Top Ten Ways Maximize an Internship, Summer or Part-time Job

1.            Arrive on time.
2.         Dress for success.  Pay attention to what people are wearing and dress accordingly.     
3.         Accept all challenges and learn from them.
4.         Consider the experience as an opportunity to gain career clarification.
5.         Develop meaningful connections and build your network.
6.         Actively demonstrate your strengths.
7.         Maintain a professional demeanor at all times.
8.         Treat everyone with respect and respond to their requests with enthusiasm. Introduce yourself to everyone within the organization and always offer a solid handshake.
9.         Do your work with a smile and get the job done!
10.       Ask for a letter of recommendation, send a final thank you note and stay in touch with your professional contacts periodically throughout the year.
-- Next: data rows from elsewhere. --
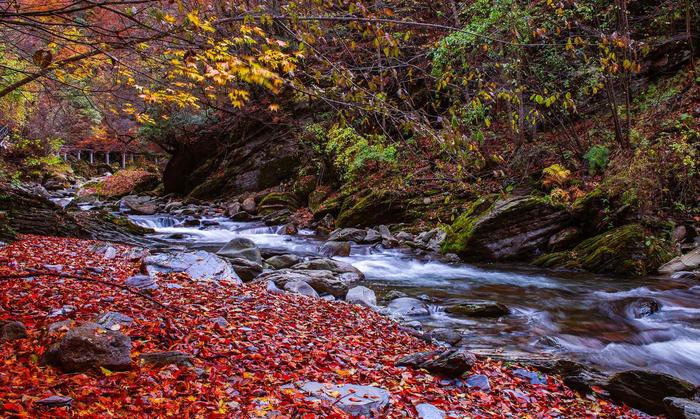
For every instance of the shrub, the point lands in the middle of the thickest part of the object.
(597, 158)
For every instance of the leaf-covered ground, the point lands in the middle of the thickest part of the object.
(240, 370)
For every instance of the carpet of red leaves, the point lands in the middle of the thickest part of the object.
(271, 340)
(123, 182)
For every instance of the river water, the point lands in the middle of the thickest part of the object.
(584, 316)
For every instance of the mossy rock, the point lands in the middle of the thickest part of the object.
(372, 208)
(330, 205)
(7, 233)
(277, 201)
(624, 251)
(511, 228)
(127, 224)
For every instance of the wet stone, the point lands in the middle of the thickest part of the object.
(353, 399)
(55, 401)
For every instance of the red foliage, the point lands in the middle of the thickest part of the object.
(272, 340)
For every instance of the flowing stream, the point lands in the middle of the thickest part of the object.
(584, 316)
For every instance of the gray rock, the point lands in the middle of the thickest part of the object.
(445, 335)
(91, 346)
(394, 294)
(111, 319)
(301, 287)
(141, 282)
(406, 306)
(478, 381)
(404, 236)
(199, 265)
(687, 262)
(353, 399)
(348, 234)
(677, 408)
(246, 269)
(335, 248)
(249, 205)
(282, 261)
(646, 390)
(362, 296)
(479, 310)
(241, 216)
(324, 282)
(161, 359)
(372, 236)
(532, 377)
(272, 288)
(347, 272)
(428, 411)
(63, 311)
(139, 205)
(450, 363)
(55, 401)
(243, 248)
(12, 330)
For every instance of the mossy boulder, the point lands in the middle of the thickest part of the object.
(623, 251)
(370, 208)
(277, 201)
(512, 228)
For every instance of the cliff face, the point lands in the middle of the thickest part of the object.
(250, 156)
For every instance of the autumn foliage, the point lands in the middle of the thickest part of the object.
(270, 340)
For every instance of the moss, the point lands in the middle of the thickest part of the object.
(372, 207)
(551, 260)
(127, 224)
(460, 232)
(279, 198)
(624, 251)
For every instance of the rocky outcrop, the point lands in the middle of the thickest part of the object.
(355, 400)
(236, 156)
(91, 346)
(450, 363)
(371, 208)
(199, 265)
(515, 228)
(624, 251)
(479, 310)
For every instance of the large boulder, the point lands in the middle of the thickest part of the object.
(12, 330)
(515, 228)
(407, 306)
(334, 248)
(356, 235)
(91, 346)
(686, 262)
(301, 287)
(324, 282)
(450, 363)
(362, 296)
(372, 207)
(355, 400)
(479, 310)
(623, 251)
(282, 261)
(199, 265)
(241, 247)
(346, 271)
(141, 205)
(646, 390)
(677, 408)
(246, 269)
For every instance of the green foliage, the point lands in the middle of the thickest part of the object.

I encourage all students to commit to doing a few internships before they launch their careers.
Please let me know about your internship experiences!

Monday, March 26, 2012


Who is incredible at performing their job?  Who do you respect and admire?

Creating your own definition of what it means to be extraordinary at work is the first step in elevating yourself professionally.  Knowing how you want to perform when you are the leader at what you do for a living places you on the path toward becoming extraordinary in your career.
Most of us are familiar with the concept of mentors and role models.  They can be helpful if they are willing to take you under their wing, but what can you do if you want to learn from someone who you have never met?  Is it possible to use their expertise to help you achieve your goals?
YES!  You can learn from people who have achieved success, regardless of whether you have the opportunity to work with them. 
The secret to learning from other extraordinary movers and shakers is to observe them very closely.  Identify the characteristics that you admire. 
Create a list of:

·         Specific things that they do well
·         skills they use to help them stand out among their peers
·         how they communicate and lead others  
·         what they do that makes them remarkable, incredible and extraordinary
·         when they use techniques that set them apart
·         why they are respected
·         actions that enable them to excel

Your list will become an integral part of your roadmap toward becoming extraordinary at work.
Watch what other successful people are doing and commit yourself to finding ways to be even better than the people that you admire.  
Carefully examine how they add value, how do others view them, how do they handle challenging situations?  Analyze what makes them “the best” at what they do?
The next step is to carefully and honestly compare your performance with the performance of your respected role models.  Evaluate which strategies and characteristics you currently possess, as well as areas where you can improve by making a conscious effort and by learning new skills.  Perhaps you possess some of the qualities you need to be extraordinary, but you aren’t as strong as the people you admire or you don’t know how to do what they do.  Consider whether your strengths lend themselves toward each desired quality. You may find that you have identified some characteristics that you admire, but can’t see yourself possessing them.
I challenge you to be honest about how you currently perform, but encourage you to maintain an open mind regarding how you can learn to improve and adopt some of the characteristics that will enable you to become extraordinary. 
Continue reading this blog and you will learn specific ways in which you can be more successful.  
Taking yourself to the next level professionally will undoubtedly take work, but the reality is that nobody has the ability to do what you can do, and nobody had the opportunities that you will have. 
It is up to you to make things happen for yourself.  Identifying the characteristics that will enable you to thrive and excel is the first step toward incorporating them into the way that you work and relate to others.
After you have created your list of desired characteristics, skills and strategies, please share them with me.  It will be interesting to see whether some patterns and consistencies emerge.
Remember, knowing the characteristics of a superior winner is the foundation of becoming one!